Campeão da Libertadores em 1999 e hoje técnico na Arábia Saudita, o ex-lateral destaca evolução do treinador

Entrevista com

Francisco Arce - campeão da Libertadores em 1999

Gonçalo Junior, O Estado de S.Paulo

24 Outubro 2018 | 05h00

O nome Francisco Arce traz ótimas recordações para os palmeirenses. Ele foi um dos destaques da conquista da Libertadores de 1999, também sob o comando de Luiz Felipe Scolari, que dirige nesta quarta-feira a equipe diante do Boca Juniors, nas semifinais da Libertadores. Seu estilo marcou uma época no clube e se tornou uma referência no início dos anos 2000. Hoje, ele é treinador do Al Ohod, equipe que fica na cidade de Medina, na Arábia Saudita.
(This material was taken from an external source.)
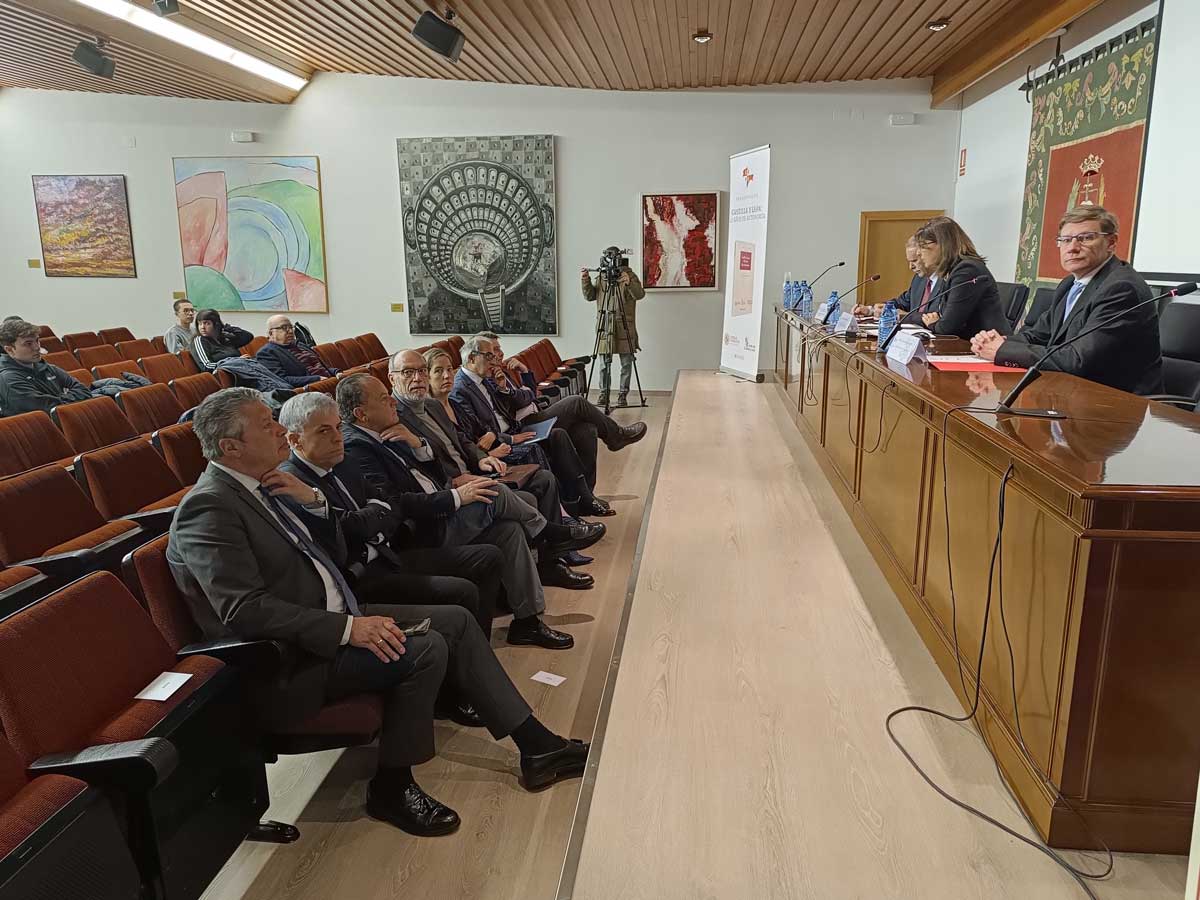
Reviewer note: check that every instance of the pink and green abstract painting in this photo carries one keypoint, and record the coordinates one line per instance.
(251, 232)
Ao Estado, o ex-lateral relembrou as características do time de 1999 e afirma que Felipão conseguiu se reinventar após as dificuldades na carreira, especialmente a Copa de 2014

Como foi a conquista com o Palmeiras na Libertadores de 1999?  

Nós tínhamos praticamente dois times. Eram dois jogadores de muita qualidade por posição. Acho que o ano anterior foi fundamental para a conquista. Eu me lembro de tudo perfeitamente até hoje. O professor Luiz Felipe falava para a gente que a Copa Mercosul (torneio que foi substituído pela Copa Sul-Americana) seria uma espécie de teste, uma prova. Alguns tinham experiência, mas muitos não haviam jogado a Libertadores muitas vezes. Por isso, a Mercosul seria um experimento para o ano seguinte. Fomos tão bem que ganhamos a Mercosul e ganhamos a Libertadores um ano depois. 

O que mudou no Felipão de hoje em relação ao da campanha de 1999?

Acho que ele não mudou muito. Ele se reinventou a cada dificuldade, especialmente após a Copa do Mundo, em 2014. Ele teve a força e o espírito para recomeçar depois de ter feito praticamente toda a carreira. Ele voltou a treinar, foi para o Grêmio, depois foi trabalhar lá fora de novo (no futebol chinês). Felipão transmite essa segurança e essa força para os grupos com os quais trabalha. Isso é fundamental para grandes campanhas.

Como avalia o Palmeiras semifinalista? 

O time vive uma sequência espetacular. Scolari sabe controlar a ansiedade principalmente nesta fase da competição. É possível que vá à final. E poderemos ter um confronto entre brasileiros. 

Como tem sido trabalhar na Arábia Saudita? 

Tem sido uma experiência diferente. Em muitos aspectos, tem sido muito bom. É diferente do que estamos acostumados em relação aos hábitos, língua e tudo o que temos ao redor para trabalhar. Viver aqui não é tão complicado. Temos tudo de melhor. Além disso, somos pacatos para viver a nossa vida.